Worse in my opinion is the fact that Disney did the Linux community a disservice. The streaming of video does not work – on any browser. The web site works fine, you can browse and explore, but video playback is not possible and an annoying “Error 83” appears instead.
I had subscribed to Disney+ for the free trial straight away on day one. My son was very pleased with that… and when I noticed that their site would not work on my Linux desktop and laptop I assumed this was a beta issue and that it would get fixed. But then the weeks passed and nothing changed.
First online reports of the Linux incompatibility were reported by a dutch Fedora packager. Another dutch tweaker found out that this is caused by a too restricted setting of the DRM for Disney+. Disney uses Widevine as its DRM provider, just like Netflix, Amazon and others. But they cranked up the security level to a value which is not supported on the Linux platform – although it works just fine on Android.
By now the Disney+ streaming service is about to become available world-wide… and Linux support still has not been fixed. My advice is to refuse to pay for a subscription and instead file complaints with Disney that they ignore a large chunk of potential customer base.

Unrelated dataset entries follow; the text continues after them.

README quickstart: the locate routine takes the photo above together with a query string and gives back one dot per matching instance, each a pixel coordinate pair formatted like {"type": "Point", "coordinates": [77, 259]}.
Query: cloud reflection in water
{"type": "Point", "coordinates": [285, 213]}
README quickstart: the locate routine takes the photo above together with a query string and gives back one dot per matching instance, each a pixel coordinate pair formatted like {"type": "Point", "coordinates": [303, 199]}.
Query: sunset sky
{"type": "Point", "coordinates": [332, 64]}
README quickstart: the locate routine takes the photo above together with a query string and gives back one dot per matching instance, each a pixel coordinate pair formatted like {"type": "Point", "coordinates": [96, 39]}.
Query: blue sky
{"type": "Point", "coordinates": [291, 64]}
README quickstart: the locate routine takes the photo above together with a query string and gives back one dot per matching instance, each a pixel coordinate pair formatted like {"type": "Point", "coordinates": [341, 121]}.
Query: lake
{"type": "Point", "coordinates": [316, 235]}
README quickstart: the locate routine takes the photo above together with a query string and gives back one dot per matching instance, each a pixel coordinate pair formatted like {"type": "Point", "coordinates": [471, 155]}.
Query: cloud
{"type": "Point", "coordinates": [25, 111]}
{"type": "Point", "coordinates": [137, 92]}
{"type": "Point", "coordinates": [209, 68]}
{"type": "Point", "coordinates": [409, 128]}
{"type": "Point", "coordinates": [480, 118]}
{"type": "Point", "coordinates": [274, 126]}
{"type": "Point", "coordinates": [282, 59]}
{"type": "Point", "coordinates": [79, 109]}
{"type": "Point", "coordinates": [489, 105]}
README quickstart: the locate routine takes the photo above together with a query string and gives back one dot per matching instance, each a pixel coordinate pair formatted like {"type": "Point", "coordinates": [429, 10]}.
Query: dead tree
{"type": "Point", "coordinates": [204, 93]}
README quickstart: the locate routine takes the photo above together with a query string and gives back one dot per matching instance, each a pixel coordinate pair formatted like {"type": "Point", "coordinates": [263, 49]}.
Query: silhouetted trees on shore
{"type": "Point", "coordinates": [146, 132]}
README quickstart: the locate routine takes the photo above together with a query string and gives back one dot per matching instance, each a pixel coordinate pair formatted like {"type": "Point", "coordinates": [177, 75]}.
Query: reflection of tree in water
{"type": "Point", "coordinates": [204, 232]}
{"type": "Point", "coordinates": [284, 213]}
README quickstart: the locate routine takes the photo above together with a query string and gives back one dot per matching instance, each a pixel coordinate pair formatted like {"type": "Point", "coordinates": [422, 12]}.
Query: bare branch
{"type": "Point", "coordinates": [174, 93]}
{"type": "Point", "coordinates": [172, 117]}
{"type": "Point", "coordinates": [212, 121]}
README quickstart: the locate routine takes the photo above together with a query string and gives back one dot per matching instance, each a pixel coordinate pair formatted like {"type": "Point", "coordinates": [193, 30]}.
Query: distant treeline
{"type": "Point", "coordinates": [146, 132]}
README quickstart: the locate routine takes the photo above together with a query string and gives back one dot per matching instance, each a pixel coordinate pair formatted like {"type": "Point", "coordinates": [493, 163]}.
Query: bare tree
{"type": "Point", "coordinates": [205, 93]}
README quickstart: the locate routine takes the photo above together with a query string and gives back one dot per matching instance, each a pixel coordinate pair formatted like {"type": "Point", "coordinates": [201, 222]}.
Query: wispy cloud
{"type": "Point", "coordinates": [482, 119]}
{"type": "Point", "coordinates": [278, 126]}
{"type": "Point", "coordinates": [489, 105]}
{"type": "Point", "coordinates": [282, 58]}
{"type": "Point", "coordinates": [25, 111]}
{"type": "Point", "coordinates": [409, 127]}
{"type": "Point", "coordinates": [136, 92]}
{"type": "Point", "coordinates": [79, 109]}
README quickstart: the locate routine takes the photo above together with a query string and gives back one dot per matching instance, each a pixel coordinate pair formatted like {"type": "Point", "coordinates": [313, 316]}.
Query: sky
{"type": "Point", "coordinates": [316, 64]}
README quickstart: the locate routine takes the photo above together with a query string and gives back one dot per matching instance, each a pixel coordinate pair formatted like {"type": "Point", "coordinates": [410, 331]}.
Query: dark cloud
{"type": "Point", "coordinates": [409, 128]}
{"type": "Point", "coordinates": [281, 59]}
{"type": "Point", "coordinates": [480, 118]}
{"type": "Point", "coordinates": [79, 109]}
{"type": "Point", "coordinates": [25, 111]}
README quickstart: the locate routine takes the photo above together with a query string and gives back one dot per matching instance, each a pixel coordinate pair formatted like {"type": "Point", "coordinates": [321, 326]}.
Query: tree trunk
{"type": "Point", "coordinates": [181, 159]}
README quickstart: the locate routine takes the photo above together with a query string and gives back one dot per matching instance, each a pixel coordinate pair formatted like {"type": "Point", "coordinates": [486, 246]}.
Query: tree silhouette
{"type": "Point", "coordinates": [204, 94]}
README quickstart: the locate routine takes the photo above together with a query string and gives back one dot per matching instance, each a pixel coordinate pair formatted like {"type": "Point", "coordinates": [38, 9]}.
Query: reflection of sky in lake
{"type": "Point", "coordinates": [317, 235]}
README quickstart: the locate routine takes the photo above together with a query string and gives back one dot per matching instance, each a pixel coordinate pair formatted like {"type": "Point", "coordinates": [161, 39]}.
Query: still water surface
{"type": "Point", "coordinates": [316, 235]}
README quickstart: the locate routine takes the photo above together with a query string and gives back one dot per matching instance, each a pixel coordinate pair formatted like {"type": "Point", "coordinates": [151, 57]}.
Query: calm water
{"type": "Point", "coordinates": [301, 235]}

Go and write a letter of complaint and make the Linux fans be heard!
I uploaded the latest releases of LibreOffice for Slackware 14.2 and -current.
On Slackware 14.2 you can enjoy the stable 6.2.8 version, this is the last release in the 6.2 series. For Slackware-current I went with the latest and greatest ‘fresh’ release of 6.3.3 which became available last week.

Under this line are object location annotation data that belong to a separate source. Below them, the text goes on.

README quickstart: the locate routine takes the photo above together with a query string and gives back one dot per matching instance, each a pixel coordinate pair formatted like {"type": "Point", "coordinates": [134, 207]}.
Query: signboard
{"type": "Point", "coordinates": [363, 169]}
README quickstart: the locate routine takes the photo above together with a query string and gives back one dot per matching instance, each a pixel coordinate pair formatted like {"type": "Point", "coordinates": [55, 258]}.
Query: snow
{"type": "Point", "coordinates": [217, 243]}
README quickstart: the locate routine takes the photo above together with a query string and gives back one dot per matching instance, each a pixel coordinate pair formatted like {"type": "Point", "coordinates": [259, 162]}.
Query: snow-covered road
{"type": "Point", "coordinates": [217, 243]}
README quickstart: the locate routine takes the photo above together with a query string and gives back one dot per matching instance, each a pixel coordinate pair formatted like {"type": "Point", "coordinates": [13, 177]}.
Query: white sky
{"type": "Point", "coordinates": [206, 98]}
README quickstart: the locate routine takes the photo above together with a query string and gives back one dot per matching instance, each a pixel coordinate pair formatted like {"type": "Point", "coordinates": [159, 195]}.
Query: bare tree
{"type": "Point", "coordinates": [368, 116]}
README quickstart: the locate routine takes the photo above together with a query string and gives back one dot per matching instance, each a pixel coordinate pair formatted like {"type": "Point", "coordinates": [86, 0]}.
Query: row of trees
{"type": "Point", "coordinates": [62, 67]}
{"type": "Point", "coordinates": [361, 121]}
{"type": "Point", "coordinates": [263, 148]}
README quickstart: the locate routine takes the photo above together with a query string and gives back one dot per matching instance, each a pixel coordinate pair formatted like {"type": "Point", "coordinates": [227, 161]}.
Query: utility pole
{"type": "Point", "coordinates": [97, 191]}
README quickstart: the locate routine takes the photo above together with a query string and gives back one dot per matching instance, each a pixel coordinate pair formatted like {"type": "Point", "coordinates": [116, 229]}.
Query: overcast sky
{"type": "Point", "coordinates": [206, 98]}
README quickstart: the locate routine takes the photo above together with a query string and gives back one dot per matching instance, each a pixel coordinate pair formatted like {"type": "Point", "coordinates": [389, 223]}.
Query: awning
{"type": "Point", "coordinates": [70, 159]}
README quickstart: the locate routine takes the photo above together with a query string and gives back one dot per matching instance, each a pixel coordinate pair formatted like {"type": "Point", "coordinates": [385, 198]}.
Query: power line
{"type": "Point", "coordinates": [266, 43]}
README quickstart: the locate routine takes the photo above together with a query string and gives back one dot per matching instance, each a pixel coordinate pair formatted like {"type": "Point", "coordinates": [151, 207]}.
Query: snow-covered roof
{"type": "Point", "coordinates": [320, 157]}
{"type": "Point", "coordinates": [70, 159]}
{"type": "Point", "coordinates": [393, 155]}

Note that the packages for LibreOffice in my repository, do contain “libreoffice-kde-integration” for Slackware -current, containing Qt5 and KDE5 (aka Plasma5) support. On the other hand, packages for Slackware 14.2 do not contain “libreoffice-kde-integration” any longer.
If you run Slackware-current but do not have KDE5 packages installed at all, don’t worry. LibreOffice will work great – the KDE integration package just will not add anything useful for you. On the other hand, if you have Plasma5 installed you will benefit from native file selection dialog windows and other integration features. And even if you do not have Plasma5 but you do have Qt5 installed, then you will be able to run LibreOffice with Qt5 User Interface elements instead of defaulting to GTK3.
If you want to compile Libreoffice 6.3.2 packages yourself using my SlackBuild, then be aware that by default the KDE5 support is disabled. You will have to set the value of the script parameter “ADD_KDE5” to “YES”. Additionally you will have to install the packages that this functionality depends on otherwise the compilation will fail.